Quem procura definir este comportamento, hoje tão difundido, dirá que se trata de relativismo, ou, por outras palavras, que nos tornamos relativos àquilo que nos circunda e nos condiciona. Dirá que se trata de historicismo, isto é, que cedemos à fugacidade do tempo e perdemos o gosto das realidades que permanecem e conservam a própria razão de ser. Dirá ainda que se trata de existencialismo, isto é, que vamos buscar no que existe e no que se faz o critério superior para as nossas avaliações, sem procurarmos a sua medida na verdade e na honestidade. E assim por diante.

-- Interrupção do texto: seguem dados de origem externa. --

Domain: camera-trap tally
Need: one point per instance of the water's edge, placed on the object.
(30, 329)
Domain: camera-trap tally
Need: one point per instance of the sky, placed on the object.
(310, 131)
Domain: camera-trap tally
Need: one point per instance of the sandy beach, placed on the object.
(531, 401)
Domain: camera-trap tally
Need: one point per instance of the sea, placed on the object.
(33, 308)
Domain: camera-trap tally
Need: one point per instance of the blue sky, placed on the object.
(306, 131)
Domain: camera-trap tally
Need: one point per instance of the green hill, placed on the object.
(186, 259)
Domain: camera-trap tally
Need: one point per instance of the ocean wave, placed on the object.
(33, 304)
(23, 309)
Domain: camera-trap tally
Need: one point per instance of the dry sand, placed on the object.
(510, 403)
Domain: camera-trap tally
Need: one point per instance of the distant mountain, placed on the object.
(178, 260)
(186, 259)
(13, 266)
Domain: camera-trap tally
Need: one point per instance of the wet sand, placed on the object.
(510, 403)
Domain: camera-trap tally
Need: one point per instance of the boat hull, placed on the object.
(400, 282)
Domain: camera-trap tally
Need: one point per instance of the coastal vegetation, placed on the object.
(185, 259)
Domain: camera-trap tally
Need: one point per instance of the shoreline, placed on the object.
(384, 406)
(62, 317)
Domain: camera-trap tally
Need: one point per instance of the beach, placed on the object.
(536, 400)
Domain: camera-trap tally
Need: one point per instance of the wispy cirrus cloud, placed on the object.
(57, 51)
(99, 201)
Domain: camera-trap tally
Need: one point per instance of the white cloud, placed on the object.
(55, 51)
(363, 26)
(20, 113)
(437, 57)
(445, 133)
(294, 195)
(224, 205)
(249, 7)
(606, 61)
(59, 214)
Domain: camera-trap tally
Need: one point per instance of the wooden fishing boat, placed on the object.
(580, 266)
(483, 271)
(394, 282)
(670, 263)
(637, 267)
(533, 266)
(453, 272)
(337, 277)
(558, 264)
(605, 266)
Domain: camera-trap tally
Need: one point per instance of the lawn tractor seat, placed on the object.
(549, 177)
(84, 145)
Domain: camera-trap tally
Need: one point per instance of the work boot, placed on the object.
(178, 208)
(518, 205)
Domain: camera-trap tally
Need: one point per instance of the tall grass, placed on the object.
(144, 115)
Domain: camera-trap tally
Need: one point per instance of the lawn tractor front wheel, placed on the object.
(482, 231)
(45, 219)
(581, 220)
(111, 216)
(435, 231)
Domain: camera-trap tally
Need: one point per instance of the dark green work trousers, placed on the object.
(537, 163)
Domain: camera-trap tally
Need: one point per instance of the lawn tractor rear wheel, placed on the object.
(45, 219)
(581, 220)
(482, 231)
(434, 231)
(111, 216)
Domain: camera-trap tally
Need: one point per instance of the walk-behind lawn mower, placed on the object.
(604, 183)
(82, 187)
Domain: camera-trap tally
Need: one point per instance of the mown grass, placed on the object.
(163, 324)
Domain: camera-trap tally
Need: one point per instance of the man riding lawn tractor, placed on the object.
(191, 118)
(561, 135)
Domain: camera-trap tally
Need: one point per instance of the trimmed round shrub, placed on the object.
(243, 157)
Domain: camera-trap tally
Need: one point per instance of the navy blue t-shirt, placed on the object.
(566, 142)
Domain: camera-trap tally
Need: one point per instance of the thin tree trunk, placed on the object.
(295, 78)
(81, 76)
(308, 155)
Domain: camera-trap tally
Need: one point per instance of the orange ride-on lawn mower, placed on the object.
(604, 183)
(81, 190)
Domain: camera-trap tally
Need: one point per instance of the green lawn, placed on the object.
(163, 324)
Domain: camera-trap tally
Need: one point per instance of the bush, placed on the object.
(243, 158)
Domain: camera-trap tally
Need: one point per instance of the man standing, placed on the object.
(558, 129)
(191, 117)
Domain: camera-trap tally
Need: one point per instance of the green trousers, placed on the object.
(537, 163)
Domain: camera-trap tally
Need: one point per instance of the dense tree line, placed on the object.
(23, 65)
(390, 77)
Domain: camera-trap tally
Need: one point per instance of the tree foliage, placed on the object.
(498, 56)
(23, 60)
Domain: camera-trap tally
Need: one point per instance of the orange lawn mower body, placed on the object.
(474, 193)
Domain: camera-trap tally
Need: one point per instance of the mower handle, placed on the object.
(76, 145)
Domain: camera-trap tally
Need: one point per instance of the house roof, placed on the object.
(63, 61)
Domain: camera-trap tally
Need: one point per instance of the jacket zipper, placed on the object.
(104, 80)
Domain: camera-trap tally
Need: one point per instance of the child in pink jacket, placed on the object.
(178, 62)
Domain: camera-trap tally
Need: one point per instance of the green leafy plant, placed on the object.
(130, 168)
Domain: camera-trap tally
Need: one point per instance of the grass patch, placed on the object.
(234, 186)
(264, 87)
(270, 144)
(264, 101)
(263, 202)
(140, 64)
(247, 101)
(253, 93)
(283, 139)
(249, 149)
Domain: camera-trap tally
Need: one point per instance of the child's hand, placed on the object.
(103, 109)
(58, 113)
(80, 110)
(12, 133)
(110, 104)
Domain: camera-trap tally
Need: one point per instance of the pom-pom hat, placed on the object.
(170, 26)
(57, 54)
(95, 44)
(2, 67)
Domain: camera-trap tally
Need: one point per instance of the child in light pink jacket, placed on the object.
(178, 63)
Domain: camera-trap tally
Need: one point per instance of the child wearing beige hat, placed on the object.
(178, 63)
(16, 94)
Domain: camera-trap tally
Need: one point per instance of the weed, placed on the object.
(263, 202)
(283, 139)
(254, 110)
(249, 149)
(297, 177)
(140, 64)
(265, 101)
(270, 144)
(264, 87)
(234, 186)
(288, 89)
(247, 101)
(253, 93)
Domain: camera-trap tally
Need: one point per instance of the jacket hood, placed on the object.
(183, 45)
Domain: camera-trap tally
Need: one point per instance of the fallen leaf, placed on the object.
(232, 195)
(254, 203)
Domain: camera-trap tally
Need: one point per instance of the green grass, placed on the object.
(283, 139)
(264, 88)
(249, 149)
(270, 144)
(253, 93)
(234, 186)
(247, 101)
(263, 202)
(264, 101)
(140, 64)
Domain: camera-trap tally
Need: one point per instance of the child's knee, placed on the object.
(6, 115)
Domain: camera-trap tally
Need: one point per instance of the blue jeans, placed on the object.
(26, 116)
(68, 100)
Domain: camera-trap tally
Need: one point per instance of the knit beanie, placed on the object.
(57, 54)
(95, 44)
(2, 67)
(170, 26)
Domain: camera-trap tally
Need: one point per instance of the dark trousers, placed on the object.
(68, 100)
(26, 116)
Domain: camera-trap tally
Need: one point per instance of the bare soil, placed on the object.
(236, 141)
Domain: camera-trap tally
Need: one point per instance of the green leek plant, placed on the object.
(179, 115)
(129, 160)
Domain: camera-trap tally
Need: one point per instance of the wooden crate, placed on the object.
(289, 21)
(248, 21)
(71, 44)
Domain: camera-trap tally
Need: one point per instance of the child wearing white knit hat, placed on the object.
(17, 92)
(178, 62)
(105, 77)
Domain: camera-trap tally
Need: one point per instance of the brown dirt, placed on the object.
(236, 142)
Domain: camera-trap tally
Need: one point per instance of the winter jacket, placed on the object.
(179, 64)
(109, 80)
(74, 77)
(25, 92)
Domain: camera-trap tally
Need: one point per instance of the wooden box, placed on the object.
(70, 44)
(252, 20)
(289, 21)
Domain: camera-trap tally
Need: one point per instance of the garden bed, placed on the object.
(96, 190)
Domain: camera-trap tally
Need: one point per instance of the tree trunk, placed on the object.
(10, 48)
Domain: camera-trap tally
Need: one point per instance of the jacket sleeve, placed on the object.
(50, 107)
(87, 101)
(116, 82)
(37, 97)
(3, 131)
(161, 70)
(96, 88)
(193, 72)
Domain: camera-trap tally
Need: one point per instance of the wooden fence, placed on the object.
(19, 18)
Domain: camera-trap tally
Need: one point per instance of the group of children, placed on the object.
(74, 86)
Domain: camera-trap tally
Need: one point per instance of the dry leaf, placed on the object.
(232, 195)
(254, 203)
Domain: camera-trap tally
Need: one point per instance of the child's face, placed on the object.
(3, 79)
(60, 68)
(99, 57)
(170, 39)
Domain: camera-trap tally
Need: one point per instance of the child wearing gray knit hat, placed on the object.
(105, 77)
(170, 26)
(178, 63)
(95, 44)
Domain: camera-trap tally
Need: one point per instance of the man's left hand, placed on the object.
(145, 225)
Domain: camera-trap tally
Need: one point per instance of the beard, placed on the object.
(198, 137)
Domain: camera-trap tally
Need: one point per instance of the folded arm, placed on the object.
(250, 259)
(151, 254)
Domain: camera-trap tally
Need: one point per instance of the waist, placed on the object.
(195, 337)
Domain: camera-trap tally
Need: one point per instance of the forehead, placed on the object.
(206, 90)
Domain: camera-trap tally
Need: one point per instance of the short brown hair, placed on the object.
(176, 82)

Mas, para falar com a linguagem simples do senso comum, deveremos reconhecer que somos vítimas de um fenómeno de fraqueza. Uma inquietude habitual e interior tira-nos a segurança, a satisfação por aquilo que somos e fazemos. Colocamos a nossa esperança na transformação, na revolução, na metamorfose radical do património que a tradição e o próprio progresso nos legaram. É verdade que hoje temos também muitos motivos para procurarmos algumas inovações. Percebemos, mais que no passado, que tantas coisas são imperfeitas e injustas, e que no entanto existem, permanecem como são, e às vezes se multiplicam ao nosso redor. E, por isso, sentimos o dever de corrigi-las e de procurar outras melhores.

Mas, no meio desta perturbação, ficamos muitas vezes desorientados. Não sabemos como pensar e como agir. Devemos mostrar-nos reconhecidos àqueles que estudam, pensam, vêem, ensinam e guiam, com verdadeiro senso humano. Assim, a razão fica reabilitada aos nossos olhos, pois o bem do homem não pode deixar de ser racional (cfr. Summa Theologiae, II-IIae, q. 123, a. I). Fica também reabilitado o magistério, como quem ensina aos outros, com responsabilidade e sabedoria, o valor das coisas e o sentido dos fins. Podemos acrescentar ainda que fica reabilitada a autoridade, isto é, a função de quem legitimamente presta aos outros o serviço de orientar e ordenar. Acrescentamos, por fim, que devemos estima e apoio a quem, pessoalmente ou no exercício das próprias obrigações, se mantém forte. Hoje em dia, a fortaleza não é uma virtude suficientemente honrada. Supõe princípios, supõe lógica, supõe fidelidade a compromissos irrevogáveis, a opções definitivas, a leis indiscutíveis.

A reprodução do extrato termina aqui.